What I thought: Stein is a Jekyll and Hyde author for me. The writing is always good, but some of her books have been a total fail for me, while others have made me weep with jealousy at her talent. This one was a meh for me. I know how good she is, so I want that complexity in everything I read from her, and this lacked the punch. It’s an EC (Ellora’s Cave) book so I’m wondering if that’s the problem….  I think the books that work for me are not EC books. See below.

Ember, Bettie Sharpe

Romance, Fairy Tale, at the border of erotic.

Why I bought it: I recently tweeted a plea for book recommendations. (Yes, I ignored the one from an author pushing his own book. Bad Form, author dude.) I wanted to try several of the suggestions, but I’m just not going to pay $8.99+ for an eBook. Ember was a suggestion, the price was right, I bought it.

What I think: LOVE IT. This is a wickedly subversive retelling of the Cinderella fairy tale. I have a couple of quibbles, but nothing that makes me not love this story. I will be buying more by this author.

Note: Also NO BUY LINKS. What the H?

Easy, Tammara Webber

College Age Romance? (What is this called? New Adult?) Trigger warning for attempted rape scene.

Why I bought it: I bought it instead of the $9.00 plus books that were recommended. It happened to be either free or sub $5.00 when I saw it, and I knew I’d heard others talking about it. I can’t recall where, though.

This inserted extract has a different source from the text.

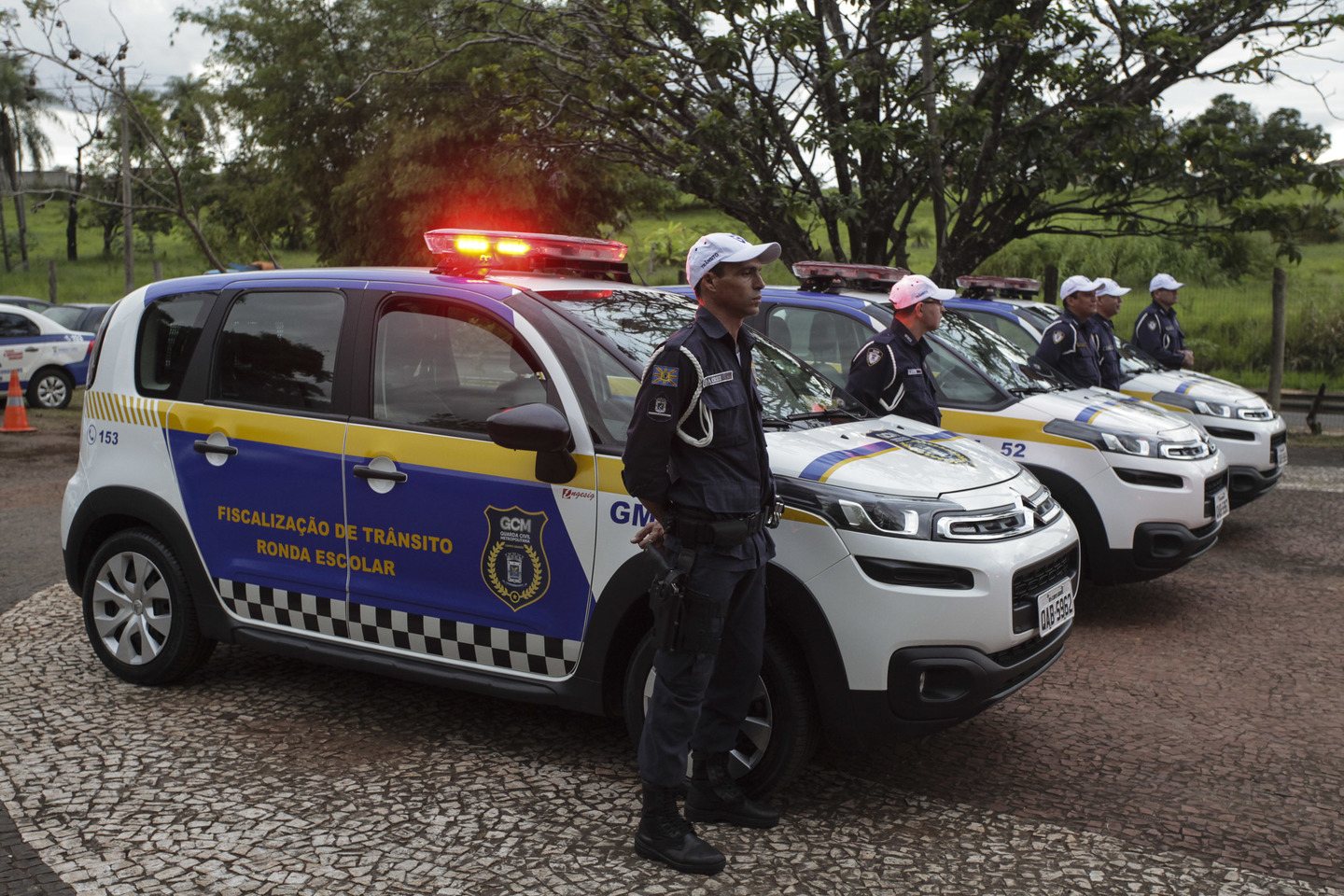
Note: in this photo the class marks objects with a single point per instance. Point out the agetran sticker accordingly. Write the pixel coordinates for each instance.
(513, 562)
(922, 448)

What I thought: I have to confess that when I started this book, I was under the completely mistaken impression that it was erotic romance. Uh, NO! So I spent a disorienting few moments thinking, wow, this writing is amazing, but OMG this scene is …. <<horrific in impact>> But then I realized the problem had to be me, because writing that strong rarely goes along with that kind of world view without also offering deep hints as to intent– in other words, I knew the writer was saying what she meant on several levels whereas weak writing is often full of offensive and likely unintended ideas because, well, the weak writer isn’t thinking at a very complex level.

Anyway, then I settled in for a very enjoyable read except in the middle where it began to feel very preachy. I LOVED the hero. OK with the heroine. Can’t say that I loved the book, but I liked it a lot and I will absolutely read more by this author. This was a win, by the way. I’m really glad I read it.

This book was also missing any links to buy other books by her. FAIL. Because I would have clicked and probably bought.

Control, by Charlotte Stein

Erotic Romance.

Why I bought it: Because I have really, really liked other books by her.

What I think: Holy cow. The hero of this book is the EXACT OPPOSITE of what I like in a hero and I still think this is an amazing book. I just like those alpha men and this guy is not in any way an alpha. But this is a damn fine book and one of those, OMG why can’t I write like this books. Complete win even though there were parts where the hero/heroine dynamic simply did not work for me. Not an EC book…

Plummet, by Michael Zaracostas

Legal Thriller

Why I bought it: Someone recommended it on twitter, I think. It was free and though I had doubts, I do enjoy a good mystery/legal thriller…

What I thought: Well written and definitely engaging, but so unrelentingly oblivious-male in its gaze, I ended up depressed and annoyed. The women weren’t very well done. You could just feel this author’s lack of understanding about the real lives and experiences of women. There are male writers who carry off unsympathetic female characters without falling into offensive cliche.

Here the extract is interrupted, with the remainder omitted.